Opinion - Sensational reporting on corona will do more harm

Annette Mabuku

It is relieving to see and hear how the government is working hard in putting up measures to prevent and try to contain the two confirmed coronavirus cases from further spreading. It is a relief knowing that events that may attract Covid-19 on a high scale have been postponed or even suspended.

Unfortunately, even big and national events like graduations and the 30th independence celebrations have been called off, including banning of big public gatherings for the next 30 days.
All these are good measures and actions government and all stakeholders deemed fit in curbing coronavirus, after all prevention is better than cure. 

And I believe these were all decided upon, in responding to the outbreak of coronavirus in the country. 
In all these we applaud the Ministry of Health and Social Services and the media for their prompt monitoring and response

However, after following reports from the different local media, personally, I feel that the coronavirus has received too much publicity.

Please do not get me wrong, I know the virus is deadly.

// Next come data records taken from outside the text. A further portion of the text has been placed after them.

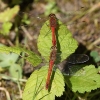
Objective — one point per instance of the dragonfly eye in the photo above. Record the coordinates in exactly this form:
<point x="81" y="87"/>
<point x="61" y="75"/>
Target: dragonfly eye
<point x="52" y="15"/>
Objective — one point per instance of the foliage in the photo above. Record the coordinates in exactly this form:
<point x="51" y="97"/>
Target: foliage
<point x="95" y="56"/>
<point x="35" y="86"/>
<point x="6" y="17"/>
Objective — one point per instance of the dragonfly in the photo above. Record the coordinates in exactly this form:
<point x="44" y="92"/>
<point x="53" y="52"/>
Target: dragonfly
<point x="53" y="26"/>
<point x="64" y="66"/>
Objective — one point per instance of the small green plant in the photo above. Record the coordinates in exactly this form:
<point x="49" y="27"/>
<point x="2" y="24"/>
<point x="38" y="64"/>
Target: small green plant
<point x="35" y="86"/>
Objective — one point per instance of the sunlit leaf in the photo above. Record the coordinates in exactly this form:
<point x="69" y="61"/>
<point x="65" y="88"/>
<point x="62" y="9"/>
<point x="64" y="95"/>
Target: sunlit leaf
<point x="66" y="44"/>
<point x="35" y="86"/>
<point x="90" y="80"/>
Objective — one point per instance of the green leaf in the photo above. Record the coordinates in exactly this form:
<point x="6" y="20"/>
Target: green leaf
<point x="6" y="28"/>
<point x="16" y="71"/>
<point x="33" y="58"/>
<point x="95" y="56"/>
<point x="9" y="14"/>
<point x="6" y="60"/>
<point x="90" y="80"/>
<point x="66" y="44"/>
<point x="35" y="86"/>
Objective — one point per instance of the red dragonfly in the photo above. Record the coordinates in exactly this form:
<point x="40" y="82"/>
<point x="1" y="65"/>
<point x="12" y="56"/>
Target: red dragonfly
<point x="53" y="26"/>
<point x="51" y="64"/>
<point x="65" y="65"/>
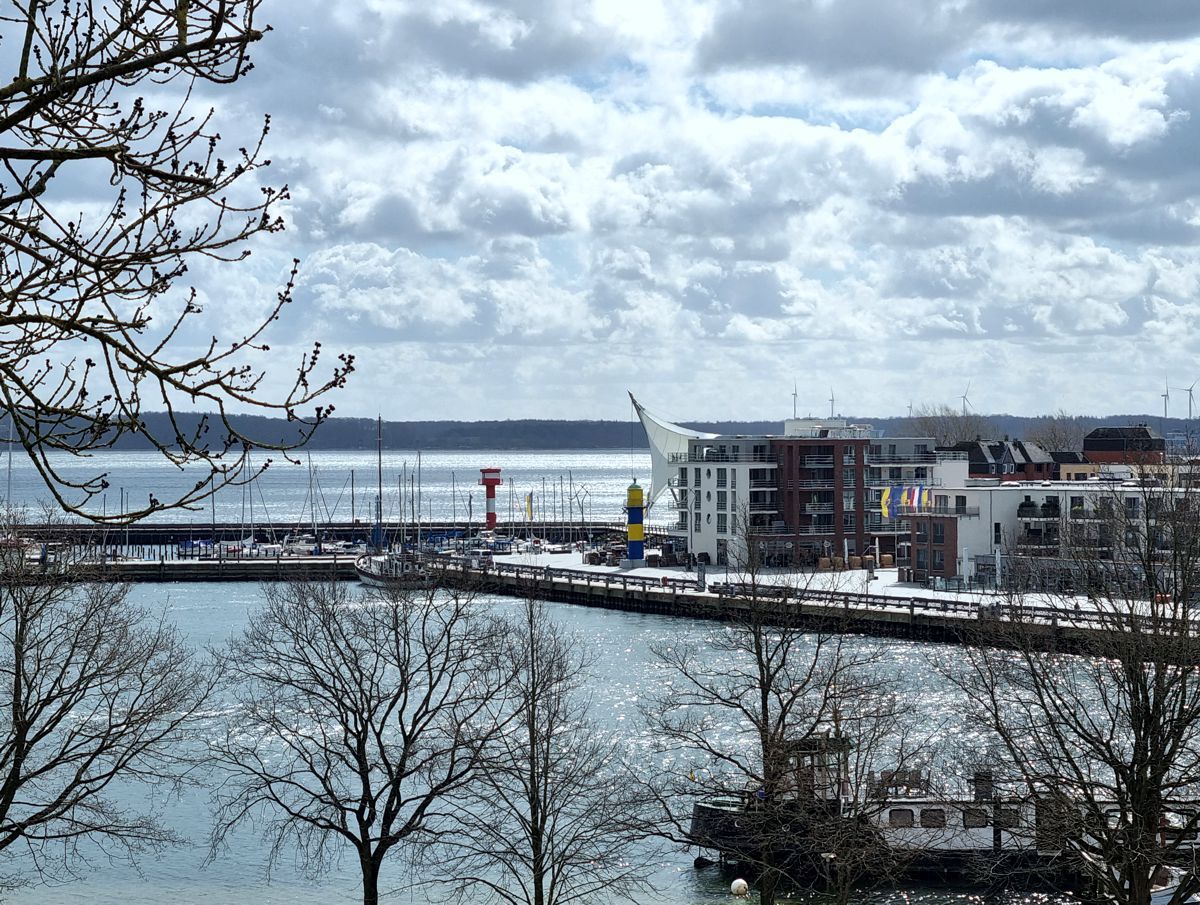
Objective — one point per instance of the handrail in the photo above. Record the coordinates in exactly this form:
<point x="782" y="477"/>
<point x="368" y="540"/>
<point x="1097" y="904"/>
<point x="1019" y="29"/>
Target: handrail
<point x="1003" y="610"/>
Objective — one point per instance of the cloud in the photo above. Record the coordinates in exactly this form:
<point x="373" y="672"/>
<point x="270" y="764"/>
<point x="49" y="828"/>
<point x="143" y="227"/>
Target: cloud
<point x="537" y="204"/>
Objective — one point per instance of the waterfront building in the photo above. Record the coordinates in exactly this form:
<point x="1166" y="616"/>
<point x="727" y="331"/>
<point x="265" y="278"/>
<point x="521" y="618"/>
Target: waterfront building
<point x="1007" y="460"/>
<point x="1131" y="444"/>
<point x="810" y="496"/>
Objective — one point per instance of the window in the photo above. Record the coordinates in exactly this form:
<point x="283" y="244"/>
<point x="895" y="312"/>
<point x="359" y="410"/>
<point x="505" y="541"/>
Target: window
<point x="976" y="817"/>
<point x="933" y="817"/>
<point x="1008" y="817"/>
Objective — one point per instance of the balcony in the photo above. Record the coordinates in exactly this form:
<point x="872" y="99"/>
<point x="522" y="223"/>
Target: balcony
<point x="961" y="511"/>
<point x="766" y="459"/>
<point x="904" y="459"/>
<point x="772" y="529"/>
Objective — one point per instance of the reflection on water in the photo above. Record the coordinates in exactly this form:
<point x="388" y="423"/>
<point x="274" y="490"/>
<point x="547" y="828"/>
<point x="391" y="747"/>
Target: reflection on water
<point x="209" y="613"/>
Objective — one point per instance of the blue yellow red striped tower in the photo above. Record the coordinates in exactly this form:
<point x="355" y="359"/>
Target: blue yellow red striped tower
<point x="635" y="534"/>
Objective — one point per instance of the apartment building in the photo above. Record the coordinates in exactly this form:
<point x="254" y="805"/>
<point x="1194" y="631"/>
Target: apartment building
<point x="810" y="493"/>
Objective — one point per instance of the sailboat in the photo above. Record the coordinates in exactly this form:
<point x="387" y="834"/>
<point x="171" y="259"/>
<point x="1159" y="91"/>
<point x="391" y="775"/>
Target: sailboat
<point x="381" y="568"/>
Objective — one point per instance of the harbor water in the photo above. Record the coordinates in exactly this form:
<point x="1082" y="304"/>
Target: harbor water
<point x="565" y="486"/>
<point x="623" y="671"/>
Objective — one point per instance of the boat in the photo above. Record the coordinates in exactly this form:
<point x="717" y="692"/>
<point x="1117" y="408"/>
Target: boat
<point x="393" y="571"/>
<point x="898" y="817"/>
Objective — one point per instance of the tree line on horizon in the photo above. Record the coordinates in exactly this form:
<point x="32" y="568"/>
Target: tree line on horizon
<point x="1060" y="431"/>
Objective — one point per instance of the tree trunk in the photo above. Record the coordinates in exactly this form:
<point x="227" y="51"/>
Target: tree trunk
<point x="767" y="885"/>
<point x="370" y="880"/>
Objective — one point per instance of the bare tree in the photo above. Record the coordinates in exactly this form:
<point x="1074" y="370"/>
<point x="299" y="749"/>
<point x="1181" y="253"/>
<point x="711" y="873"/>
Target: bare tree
<point x="756" y="723"/>
<point x="948" y="425"/>
<point x="551" y="820"/>
<point x="1107" y="742"/>
<point x="1060" y="432"/>
<point x="90" y="335"/>
<point x="357" y="718"/>
<point x="101" y="694"/>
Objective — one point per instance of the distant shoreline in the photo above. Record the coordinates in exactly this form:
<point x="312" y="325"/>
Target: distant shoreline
<point x="351" y="435"/>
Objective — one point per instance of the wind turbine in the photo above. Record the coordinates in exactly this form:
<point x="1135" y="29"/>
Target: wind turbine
<point x="1191" y="393"/>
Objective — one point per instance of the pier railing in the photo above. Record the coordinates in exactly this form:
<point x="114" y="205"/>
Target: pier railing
<point x="984" y="616"/>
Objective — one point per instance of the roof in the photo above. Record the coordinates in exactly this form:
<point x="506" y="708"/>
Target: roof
<point x="1133" y="431"/>
<point x="1001" y="451"/>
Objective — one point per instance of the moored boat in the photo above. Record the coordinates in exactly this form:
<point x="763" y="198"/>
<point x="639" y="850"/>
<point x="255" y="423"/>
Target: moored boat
<point x="393" y="571"/>
<point x="900" y="822"/>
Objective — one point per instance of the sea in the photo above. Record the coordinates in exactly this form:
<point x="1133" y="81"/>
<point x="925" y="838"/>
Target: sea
<point x="567" y="484"/>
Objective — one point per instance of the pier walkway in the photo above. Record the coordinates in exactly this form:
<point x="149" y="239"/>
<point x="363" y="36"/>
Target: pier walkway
<point x="847" y="601"/>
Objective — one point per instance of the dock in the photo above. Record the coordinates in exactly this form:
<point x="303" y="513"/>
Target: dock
<point x="276" y="568"/>
<point x="820" y="604"/>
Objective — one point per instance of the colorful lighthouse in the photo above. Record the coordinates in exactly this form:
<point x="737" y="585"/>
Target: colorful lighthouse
<point x="491" y="479"/>
<point x="635" y="532"/>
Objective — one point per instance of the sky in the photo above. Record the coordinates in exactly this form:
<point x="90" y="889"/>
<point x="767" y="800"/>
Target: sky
<point x="525" y="209"/>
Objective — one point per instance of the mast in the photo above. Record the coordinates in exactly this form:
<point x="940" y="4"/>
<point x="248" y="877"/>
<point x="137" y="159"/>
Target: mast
<point x="377" y="529"/>
<point x="312" y="496"/>
<point x="7" y="496"/>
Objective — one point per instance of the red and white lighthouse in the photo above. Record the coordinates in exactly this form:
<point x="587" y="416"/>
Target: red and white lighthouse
<point x="491" y="479"/>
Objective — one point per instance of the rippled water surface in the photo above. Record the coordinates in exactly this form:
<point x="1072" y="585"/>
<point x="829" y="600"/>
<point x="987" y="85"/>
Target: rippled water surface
<point x="621" y="642"/>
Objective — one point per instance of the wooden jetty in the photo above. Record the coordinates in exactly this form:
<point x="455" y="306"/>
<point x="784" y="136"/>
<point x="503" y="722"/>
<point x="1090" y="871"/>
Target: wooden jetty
<point x="274" y="568"/>
<point x="996" y="622"/>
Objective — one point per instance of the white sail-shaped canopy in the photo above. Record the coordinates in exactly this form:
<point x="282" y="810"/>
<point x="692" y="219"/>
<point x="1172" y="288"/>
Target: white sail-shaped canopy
<point x="666" y="439"/>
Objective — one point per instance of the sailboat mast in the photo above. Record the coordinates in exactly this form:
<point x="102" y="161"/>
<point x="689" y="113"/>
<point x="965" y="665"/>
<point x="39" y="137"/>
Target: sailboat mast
<point x="378" y="513"/>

And therefore, it is good to share information, to educate the nation about the virus; it is good to implement preventative measures, it is good to give us updates, but sensational reporting will do our country more harm than informing it with facts.
I swear if coronavirus was a selling product, this virus would have sold like hot cakes.
As media you are supposed to inform and educate the masses with facts on current matters, in this instance Covid-19, but I feel that some of the local media reports are there to instil fear than informing the public, creating unnecessary panic.   

Reports are exaggerated – how does one battle two cases, we can battle cancer yes, but two confirmed cases, for crying out loud? 
Some media are reporting on unconfirmed cases, what happened to media ethics, what happened to verifications and authenticity? 

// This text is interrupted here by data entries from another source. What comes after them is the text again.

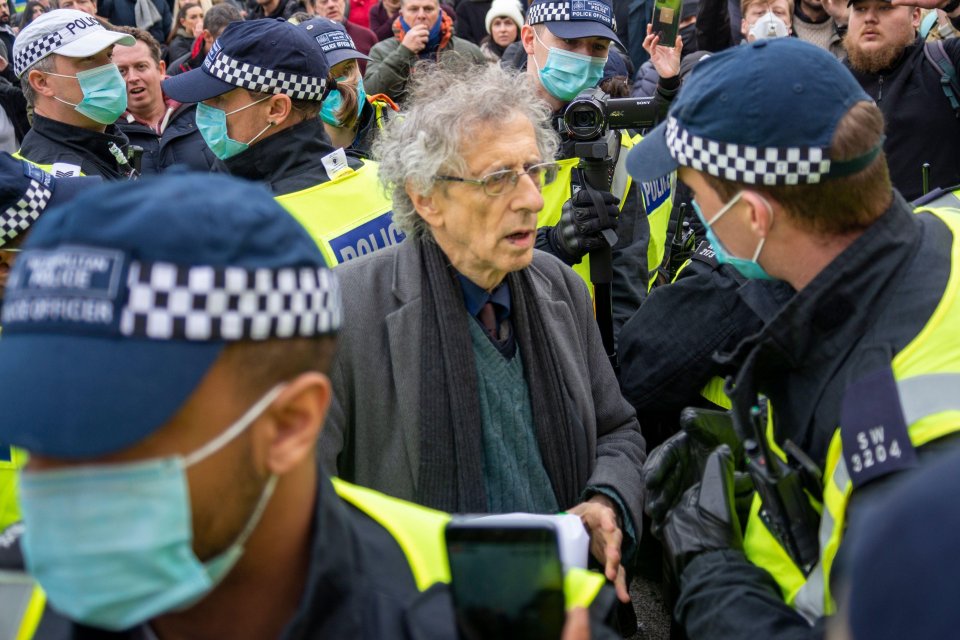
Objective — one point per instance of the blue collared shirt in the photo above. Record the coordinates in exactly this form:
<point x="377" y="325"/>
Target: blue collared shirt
<point x="475" y="297"/>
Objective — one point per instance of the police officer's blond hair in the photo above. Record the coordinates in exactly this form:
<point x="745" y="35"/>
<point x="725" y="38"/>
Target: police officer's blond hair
<point x="835" y="206"/>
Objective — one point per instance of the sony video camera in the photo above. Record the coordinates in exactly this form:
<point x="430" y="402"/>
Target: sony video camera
<point x="592" y="113"/>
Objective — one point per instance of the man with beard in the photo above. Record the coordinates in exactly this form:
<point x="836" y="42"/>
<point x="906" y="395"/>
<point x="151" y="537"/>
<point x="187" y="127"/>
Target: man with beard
<point x="888" y="61"/>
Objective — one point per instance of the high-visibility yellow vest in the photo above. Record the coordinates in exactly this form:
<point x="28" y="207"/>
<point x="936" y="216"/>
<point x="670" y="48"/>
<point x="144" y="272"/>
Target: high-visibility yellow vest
<point x="419" y="532"/>
<point x="60" y="170"/>
<point x="656" y="201"/>
<point x="927" y="374"/>
<point x="348" y="216"/>
<point x="11" y="459"/>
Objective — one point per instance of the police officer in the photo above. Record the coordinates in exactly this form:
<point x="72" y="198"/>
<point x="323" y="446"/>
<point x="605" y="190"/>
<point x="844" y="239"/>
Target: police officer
<point x="193" y="503"/>
<point x="567" y="43"/>
<point x="63" y="61"/>
<point x="350" y="117"/>
<point x="860" y="366"/>
<point x="260" y="91"/>
<point x="25" y="193"/>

It is this kind of reporting that may send many people to indolence – although Namibia has received this flu epidemic, the nation still has to eat, bills to pay ... and to eat one has to work. Work from home and in the factory. 

As media, be there to report factually; be there to build the economy of the country. Report on how the nation can take precautions to avoid contraction of the virus, give ideas on how people can work from home, give ideas on how learners can still concentrate on their books while on a sudden holiday. Give ideas on how people can hold their business meetings without meeting in person, encourage people to keep calm as the state and all stakeholders try to find a solution to remedy the situation, not giving reports that will send the nation to their graves early.

And to my fellow believers in faith, this is the time we should be on our knees crying to the Lord Almighty for protection and wisdom. Our hope comes from the creator alone.